Monday, December 2, 2013

2013 in Shit: Carrie

Carrie was the sort of movie that saw me catching myself, repeatedly, laughing at my own apophenia. It is the sort of film that begs to be read in what I generally refer to using the shorthand of the Coen Brothers as exemplars, that particular American "cycles of violence" genre that Let the Right One In did better than anything else I am aware of, but which each Coen Brothers film pushes. As a genre, the identifying tropes usually run as so: disparate social subjects grouped with tenuous connection to each other; a tendency to be exclusively interested in the present (diegetically speaking) above all else; relatively complex, but still primarily causal, character relations, primarily viewed through the spread of violence from one group (often institutional, like a police force or an elementary school) that resolves in an individual whose goal is to demystify these complex chains by pinning them to an individual subject (which is why the Coens do so love cops); relatedly, a broad visual arc beginning with a sort of landscape-oriented cinematography and transitioning slowly (although often with a certain ecstatic instant marking the total transition, as in the Fargo woodchipper scene) to portraiture.

If Carrie is this sort of movie, it is one that lacks a Frances McDormand or a Tommy Lee Jones. It's a cycles of violence movie with neither center nor sublation, an impossible knot with no sword at hand. Or maybe it's more a Solomon, in keeping with the new introductory scene (compared to de Palma's version, at least; I haven't read King's); all sides are equally valid, everyone is deeply fucked with and even more deeply fucked up, so the infant has to meet the scissors, face first.

When I say that Carrie is a really enjoyable movie I don't mean that it doesn't engage in some deeply fucked up shit; only that it moves well to the beat it establishes, and knows things like when Julianne Moore can do Piper Laurie and when she's better off doing her own thing, or that the new kid shouldn't even try to do a Travolta, or how to bring personal communications technology in without relying too heavily on the sorts of thematics that would make it useless. And it is utterly confident that you won't give the slightest fuck about its fantastical aspects, to the point where a screamed infodump is a weirdly pleasant little bizarre alienating effect. It is, unfortunately, less confident in where Spacek ends and Moretz begins; she does a good job (and, given that she played Abby in Let Me In, seems destined to be the leading lady of every "not quite a 'cycles of violence'" film, which are, anyway, much better than those which they aren't) and the increased attention to her powers (and also to how much she enjoys them) feels right for this actress, but otherwise it's a bit second-order.

I'm also not saying that the remake soft sells any of the original film's misanthropy; a Carrie film in which anyone is even remotely sympathetic would, I suspect, be a deeply shitty Carrie film.
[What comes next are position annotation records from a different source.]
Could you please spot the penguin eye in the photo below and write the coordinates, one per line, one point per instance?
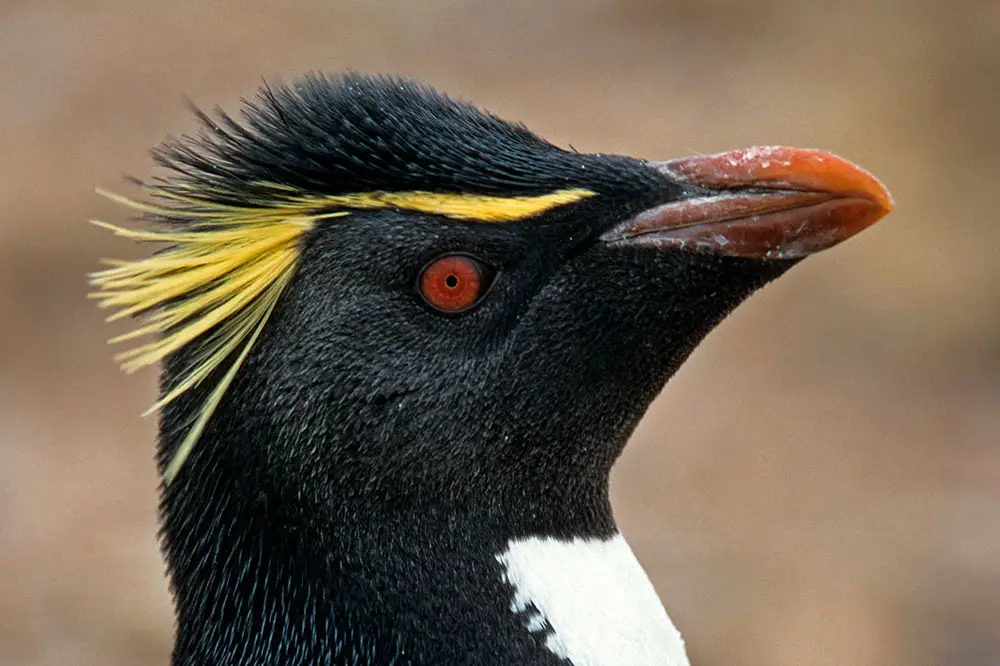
(454, 283)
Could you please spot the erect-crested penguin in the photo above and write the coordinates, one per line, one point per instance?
(404, 342)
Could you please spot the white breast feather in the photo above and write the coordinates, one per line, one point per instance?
(600, 604)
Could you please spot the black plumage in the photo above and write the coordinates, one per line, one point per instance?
(348, 496)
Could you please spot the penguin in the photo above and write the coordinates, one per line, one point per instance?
(403, 342)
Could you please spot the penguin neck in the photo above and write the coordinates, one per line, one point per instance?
(261, 577)
(263, 573)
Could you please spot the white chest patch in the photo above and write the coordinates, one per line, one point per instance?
(599, 603)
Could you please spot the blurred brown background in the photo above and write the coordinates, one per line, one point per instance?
(819, 485)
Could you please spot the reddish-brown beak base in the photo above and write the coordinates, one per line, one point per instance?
(770, 202)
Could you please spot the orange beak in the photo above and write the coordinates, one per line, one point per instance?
(770, 202)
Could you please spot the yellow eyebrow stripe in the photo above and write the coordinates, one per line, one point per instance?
(216, 283)
(468, 207)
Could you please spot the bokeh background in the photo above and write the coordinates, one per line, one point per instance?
(821, 482)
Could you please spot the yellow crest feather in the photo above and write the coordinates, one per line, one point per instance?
(223, 270)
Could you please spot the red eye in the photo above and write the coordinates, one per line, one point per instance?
(453, 283)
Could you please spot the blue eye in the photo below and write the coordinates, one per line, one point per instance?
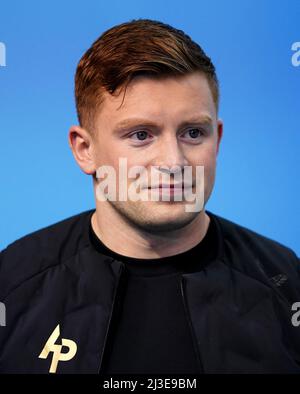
(195, 133)
(140, 135)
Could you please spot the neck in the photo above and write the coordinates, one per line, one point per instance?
(127, 240)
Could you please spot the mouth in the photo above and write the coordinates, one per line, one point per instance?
(179, 186)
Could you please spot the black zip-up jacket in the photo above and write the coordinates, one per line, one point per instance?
(239, 306)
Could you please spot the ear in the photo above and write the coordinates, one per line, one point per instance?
(81, 144)
(219, 133)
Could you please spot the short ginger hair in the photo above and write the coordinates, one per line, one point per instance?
(138, 47)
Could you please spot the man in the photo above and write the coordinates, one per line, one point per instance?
(148, 282)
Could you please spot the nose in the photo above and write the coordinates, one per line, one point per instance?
(171, 157)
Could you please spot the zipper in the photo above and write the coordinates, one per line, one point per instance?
(111, 316)
(188, 317)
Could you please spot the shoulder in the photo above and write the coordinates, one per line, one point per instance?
(42, 249)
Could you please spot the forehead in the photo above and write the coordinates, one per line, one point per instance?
(164, 98)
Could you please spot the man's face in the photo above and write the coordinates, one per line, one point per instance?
(167, 123)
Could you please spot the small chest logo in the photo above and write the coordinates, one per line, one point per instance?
(56, 349)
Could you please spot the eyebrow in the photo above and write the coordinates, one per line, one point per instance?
(126, 123)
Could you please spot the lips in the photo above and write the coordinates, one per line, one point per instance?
(171, 186)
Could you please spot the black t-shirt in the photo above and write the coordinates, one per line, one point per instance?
(150, 332)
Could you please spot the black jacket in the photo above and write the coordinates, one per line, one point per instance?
(238, 306)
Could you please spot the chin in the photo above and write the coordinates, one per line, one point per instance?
(164, 223)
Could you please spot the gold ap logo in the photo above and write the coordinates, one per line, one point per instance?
(52, 347)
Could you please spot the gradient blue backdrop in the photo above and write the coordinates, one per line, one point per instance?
(250, 41)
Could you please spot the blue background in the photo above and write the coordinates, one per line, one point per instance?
(250, 41)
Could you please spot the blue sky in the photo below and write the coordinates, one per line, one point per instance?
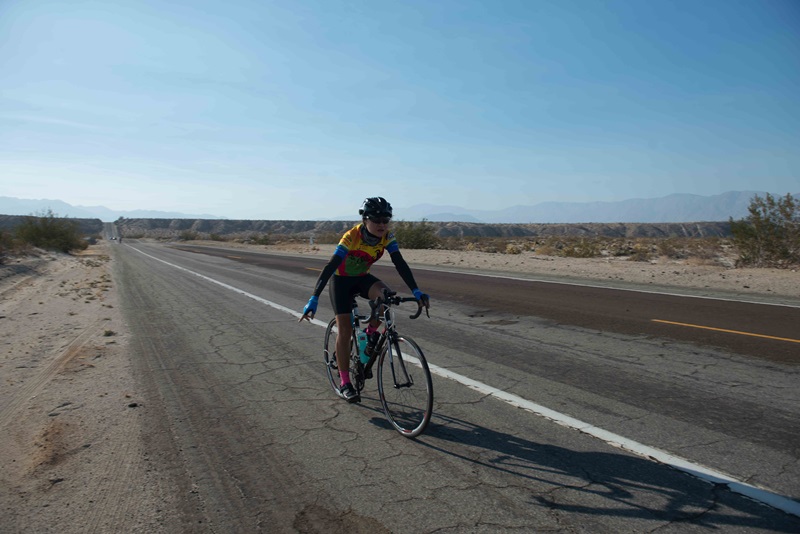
(299, 109)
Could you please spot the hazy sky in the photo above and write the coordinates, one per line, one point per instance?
(298, 109)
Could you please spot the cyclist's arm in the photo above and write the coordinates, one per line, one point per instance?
(403, 269)
(330, 268)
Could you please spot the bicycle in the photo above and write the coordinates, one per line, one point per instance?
(407, 403)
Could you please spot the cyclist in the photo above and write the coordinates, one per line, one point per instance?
(358, 249)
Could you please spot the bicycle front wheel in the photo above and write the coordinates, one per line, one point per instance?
(329, 355)
(405, 386)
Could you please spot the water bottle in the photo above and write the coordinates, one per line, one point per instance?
(362, 346)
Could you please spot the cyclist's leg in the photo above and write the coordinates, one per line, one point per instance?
(342, 300)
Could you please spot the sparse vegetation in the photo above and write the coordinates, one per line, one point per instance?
(50, 232)
(415, 235)
(770, 235)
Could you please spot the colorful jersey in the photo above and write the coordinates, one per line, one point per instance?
(359, 256)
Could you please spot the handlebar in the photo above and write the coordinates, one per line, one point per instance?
(390, 298)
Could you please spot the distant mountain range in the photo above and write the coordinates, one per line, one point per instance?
(21, 206)
(677, 208)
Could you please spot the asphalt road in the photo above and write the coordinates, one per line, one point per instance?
(247, 426)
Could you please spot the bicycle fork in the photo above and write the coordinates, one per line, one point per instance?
(398, 367)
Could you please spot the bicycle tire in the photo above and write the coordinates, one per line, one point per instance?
(329, 357)
(408, 408)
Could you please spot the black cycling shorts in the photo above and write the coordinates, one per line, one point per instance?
(344, 288)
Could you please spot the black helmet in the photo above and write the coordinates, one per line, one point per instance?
(375, 207)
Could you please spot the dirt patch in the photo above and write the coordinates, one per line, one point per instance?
(72, 437)
(70, 446)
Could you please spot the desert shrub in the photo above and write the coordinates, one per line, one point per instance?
(582, 248)
(261, 239)
(770, 235)
(188, 235)
(642, 252)
(50, 232)
(415, 235)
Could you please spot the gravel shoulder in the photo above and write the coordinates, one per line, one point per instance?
(72, 430)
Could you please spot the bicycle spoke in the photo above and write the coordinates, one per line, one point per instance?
(406, 402)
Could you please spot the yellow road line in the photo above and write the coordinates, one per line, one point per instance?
(727, 331)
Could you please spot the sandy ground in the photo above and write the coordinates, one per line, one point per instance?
(71, 439)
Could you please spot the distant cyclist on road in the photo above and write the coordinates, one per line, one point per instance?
(359, 248)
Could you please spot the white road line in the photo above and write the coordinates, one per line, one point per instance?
(762, 495)
(598, 286)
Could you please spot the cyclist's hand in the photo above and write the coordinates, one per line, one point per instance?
(310, 309)
(422, 299)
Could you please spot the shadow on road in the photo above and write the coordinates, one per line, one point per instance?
(601, 483)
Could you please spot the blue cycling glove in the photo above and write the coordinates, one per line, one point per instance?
(311, 307)
(419, 295)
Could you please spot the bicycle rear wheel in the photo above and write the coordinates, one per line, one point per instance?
(405, 387)
(329, 356)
It is a story in which really shitty things happen to people, and their reactions are uniformly a mixture of obscured power dynamics and self-aggrandizement, dialed up just one or two notches too high. It's all "be careful for what you wish" fulfillment, and Peirce's rectifying of de Palma's lack of ability to show just how cruelly pleasant being able to enter into that dynamic is for Carrie is maybe the single most important revision that this version offers. I seem to recall that some reviewers were less than pleased with the way Carrie orchestrates (one of them even compared it to a superhero movie, as I recall, which is exciting) the deaths at prom rather than their being indiscriminate outbursts of rage, to which I say, ha. As though the way that de Palma’s camera overwhelmed that scene had nothing to do with the perception and was only style for style’s sake? Why even learn to pull movies apart if you refuse to put them back together, I mean honestly. As though de Palma’s hyper-stylistic representation of the prom was anything but a very well choreographed, superhero-like sadism to begin with. And while I admit that I prefer that sadism done with unnecessary split screens and quickening circle tracking shots, I can’t say I was at all disappointed that Peirce finally gave that sadism to Carrie to enjoy, after she’d been denied it for so long.

I do mean, on some level, that it is a much less striking film than de Palma's, and not just because there's no awkward splitscreen that somehow manages to be totally out of place and perfectly resonant; the whole thing is paced to the story (at least insofar as the story is the simmering destruction of each character with a speaking role) instead of the mood or the themes, and so its brisk, well-lit falling and rising move in a cinematic idiom that is much more similar to the thriller or the blockbuster than the pseudo-arthouse horror. Pleasant doesn't (necessarily) mean (aesthetically) toothless, but, yeah, there's some closeness there.

Which is to say that this is a movie whose misanthropy is presented in a slick, not-too-stylized fashion, which I suspect is a great crime to many but seemed to me perfectly coherent and productive of a reimagining of the core story which, while continuing to deny the obvious moralizing core metaphor (menstruation is scary), manages to provoke certain questions of violence and desire and their entanglement in calcified institutions. Or, rather, to embed them in the movement of a representation that orients itself, both in terms of marketing and clearly in terms of construction, as the iteration of an earlier representation, which itself had little concern for the ways that violence moves through communities but offered that possibility, and which this movie brought slightly more to the surface.